The small groups, the relatively low pollen counts during the study period and the absence of placebo groups for both the subcutaneous injection and the nasal spray routes of administration are the most important limitations of this study. The small groups might have led to an underestimation of both clinical and immunological differences between the treatment groups. Larger groups might have provided more precise estimations of means and smaller standard deviations, so that possible other immunological treatment effects might have been detected. The relatively low pollen counts have hampered to evaluate the efficacy of both routes of administration on severe SAR symptoms. However, the differential pollen counts during the short-term intervention during the allergen season did not influence the presence of peripheral blood T cells and their allergen-specific induced reaction profile. This is consistent with recent evidence showing that immunotherapy of birch pollen hay fever patients left allergen-specific Th2 cells unchanged after one year, but increased regulatory T cells that were considered responsible for the observed relief of symptoms. The expected rise in allergen-specific Th1 cells occurs even later after treatment [23]. The absence of placebo groups prevented the estimation of the exact specific effect of both routes of administration by means of controlling for placebo effects.

4.2. Generalizability

As the intervention was implemented for both sexes, adults from 18–60, both grass pollen and birch pollen SAR, the results indicate that a large subgroup of the SAR patient population might benefit from both routes of administration of this treatment.

4.3. Overall Evidence

The positive results of this study are in line with clinical experiences [4], in vitro studies [7, 8], and cohort studies [5, 6].
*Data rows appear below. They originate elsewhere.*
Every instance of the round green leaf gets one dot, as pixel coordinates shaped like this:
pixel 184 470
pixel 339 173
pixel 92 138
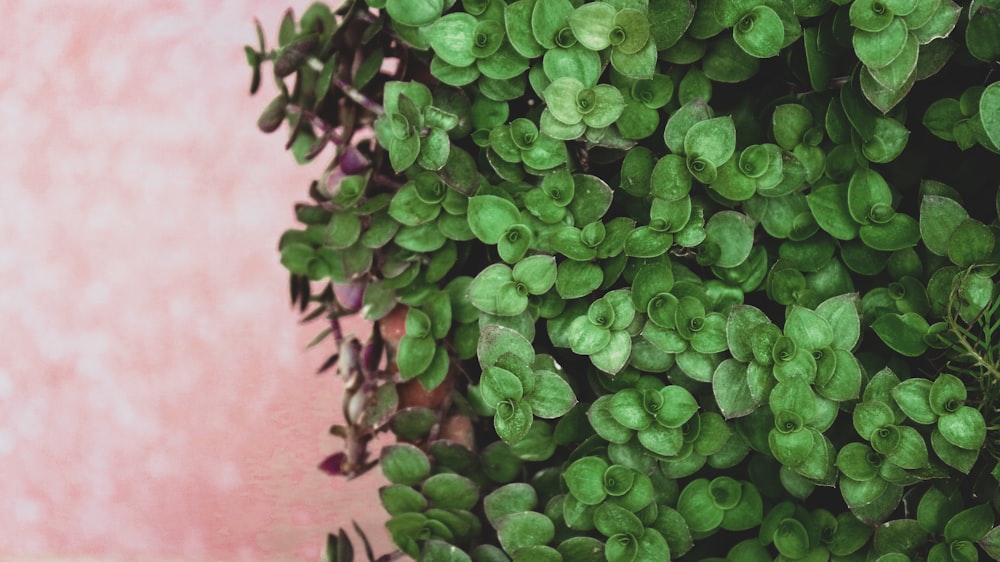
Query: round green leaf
pixel 517 21
pixel 971 241
pixel 605 424
pixel 490 216
pixel 969 524
pixel 904 333
pixel 452 38
pixel 607 106
pixel 414 12
pixel 586 338
pixel 989 101
pixel 760 32
pixel 561 99
pixel 512 420
pixel 614 356
pixel 913 397
pixel 484 291
pixel 404 464
pixel 550 396
pixel 576 279
pixel 670 179
pixel 537 273
pixel 661 440
pixel 398 499
pixel 414 355
pixel 712 139
pixel 628 408
pixel 520 530
pixel 791 539
pixel 870 416
pixel 697 507
pixel 845 381
pixel 496 341
pixel 877 49
pixel 911 450
pixel 678 406
pixel 450 491
pixel 858 462
pixel 585 479
pixel 866 191
pixel 731 389
pixel 809 329
pixel 939 218
pixel 964 428
pixel 592 24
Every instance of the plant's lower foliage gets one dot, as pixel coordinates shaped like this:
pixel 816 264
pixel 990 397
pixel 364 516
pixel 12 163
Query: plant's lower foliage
pixel 656 279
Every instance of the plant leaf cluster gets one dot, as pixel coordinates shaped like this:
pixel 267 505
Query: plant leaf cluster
pixel 655 279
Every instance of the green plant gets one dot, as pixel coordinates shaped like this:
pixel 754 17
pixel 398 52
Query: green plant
pixel 656 279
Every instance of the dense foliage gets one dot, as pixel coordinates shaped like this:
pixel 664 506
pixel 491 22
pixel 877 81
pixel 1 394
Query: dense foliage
pixel 654 279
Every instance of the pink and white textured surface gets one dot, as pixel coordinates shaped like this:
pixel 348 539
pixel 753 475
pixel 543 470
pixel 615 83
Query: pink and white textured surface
pixel 156 401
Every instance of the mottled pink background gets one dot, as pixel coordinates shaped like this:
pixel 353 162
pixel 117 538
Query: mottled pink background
pixel 156 400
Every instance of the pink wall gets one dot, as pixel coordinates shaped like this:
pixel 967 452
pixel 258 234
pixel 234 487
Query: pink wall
pixel 156 401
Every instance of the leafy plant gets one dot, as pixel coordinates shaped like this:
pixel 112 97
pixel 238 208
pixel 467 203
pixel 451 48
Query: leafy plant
pixel 655 279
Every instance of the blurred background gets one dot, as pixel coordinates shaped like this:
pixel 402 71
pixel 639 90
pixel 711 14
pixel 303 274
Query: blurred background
pixel 156 398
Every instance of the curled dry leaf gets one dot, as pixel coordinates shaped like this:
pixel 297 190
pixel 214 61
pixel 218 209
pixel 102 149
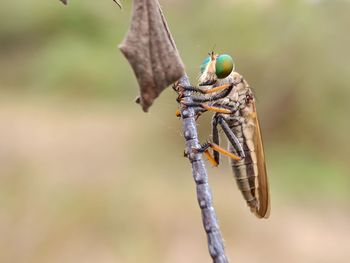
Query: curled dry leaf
pixel 151 51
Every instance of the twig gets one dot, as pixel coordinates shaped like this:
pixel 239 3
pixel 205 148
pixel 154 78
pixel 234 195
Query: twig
pixel 200 176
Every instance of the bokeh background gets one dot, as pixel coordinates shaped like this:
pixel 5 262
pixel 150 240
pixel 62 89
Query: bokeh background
pixel 86 176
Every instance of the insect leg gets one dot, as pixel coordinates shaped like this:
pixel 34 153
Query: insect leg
pixel 231 137
pixel 217 148
pixel 208 107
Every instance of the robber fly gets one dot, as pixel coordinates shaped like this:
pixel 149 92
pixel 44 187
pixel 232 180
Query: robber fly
pixel 226 93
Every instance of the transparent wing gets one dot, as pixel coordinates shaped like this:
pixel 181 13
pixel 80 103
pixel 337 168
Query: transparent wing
pixel 263 195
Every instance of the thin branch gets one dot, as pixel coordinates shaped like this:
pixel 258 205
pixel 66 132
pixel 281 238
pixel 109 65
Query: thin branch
pixel 200 176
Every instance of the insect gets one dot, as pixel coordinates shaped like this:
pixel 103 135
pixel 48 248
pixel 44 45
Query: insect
pixel 225 92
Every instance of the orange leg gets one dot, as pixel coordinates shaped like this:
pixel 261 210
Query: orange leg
pixel 217 148
pixel 216 89
pixel 216 109
pixel 210 158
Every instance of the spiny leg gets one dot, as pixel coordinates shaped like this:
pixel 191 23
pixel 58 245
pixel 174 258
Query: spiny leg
pixel 210 158
pixel 231 137
pixel 218 109
pixel 217 148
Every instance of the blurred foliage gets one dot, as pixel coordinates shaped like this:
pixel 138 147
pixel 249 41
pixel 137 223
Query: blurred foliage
pixel 67 114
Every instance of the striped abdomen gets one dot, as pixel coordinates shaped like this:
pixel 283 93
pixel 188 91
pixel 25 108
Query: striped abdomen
pixel 246 170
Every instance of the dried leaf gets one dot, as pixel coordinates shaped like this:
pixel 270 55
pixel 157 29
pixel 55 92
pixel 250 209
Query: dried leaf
pixel 116 1
pixel 151 51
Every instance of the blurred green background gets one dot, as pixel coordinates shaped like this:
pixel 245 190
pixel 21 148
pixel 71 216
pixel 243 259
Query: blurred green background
pixel 86 176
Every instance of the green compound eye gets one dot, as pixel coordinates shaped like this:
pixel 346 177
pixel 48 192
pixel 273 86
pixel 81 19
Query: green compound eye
pixel 224 66
pixel 205 63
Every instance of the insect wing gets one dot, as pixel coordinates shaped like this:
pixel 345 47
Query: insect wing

Based on the results of this study and previous studies, we can conclude that placebo-controlled clinical trials on short-term and long-term treatment are indicated and adequate to determine the specific effects of both routes of administration. Since the clinical effects (being the primary efficacy variable in SAR trials [24]) were larger in the subcutaneous route of administration and the day 7 immunological results were comparable, we choose to test the subcutaneous route of administration in future placebo-controlled clinical trials.

Since both the antihistamines and/or local corticosteroids treatment are purely symptomatic and immunotherapy is a treatment with (increasing doses of) pollen allergens, Citrus/Cydonia comp. must be regarded as a new, curative type of treatment that can potentially restore the disturbed immune state of SAR patients permanently. Since there is no stimulation of the immune system with gradually increasing doses of the substances to which a person is allergic, but more a controlled regulation of the activity of the immune system, another working mechanism regarding curative health promotion must be hypothesized.

Authors’ Contribution

E. W. Baars, M. Jong, A. F. M. Nierop, and H. F. J. Savelkoul conceived and designed the experiments, and E. W. Baars, M. Jong, I. Borers, and H. F. J. Savelkoul performed them. E. W. Baars, A. F. M. Nierop, and H. F. J. Savelkoul analyzed the data, and all authors wrote the paper.

Acknowledgments

The authors would like to thank all participating patients, Rutger Amons (Louis Bolk Institute, Driebergen, The Netherlands) for his practical support, Rebecca Hufnagel and Hansjörg Wesp (Weleda AG, Schwäbisch Gmünd, Germany) for their input in the design and their practical support. They would like to thank Weleda AG, Schwäbisch Gmünd, Germany for the financial support of this study.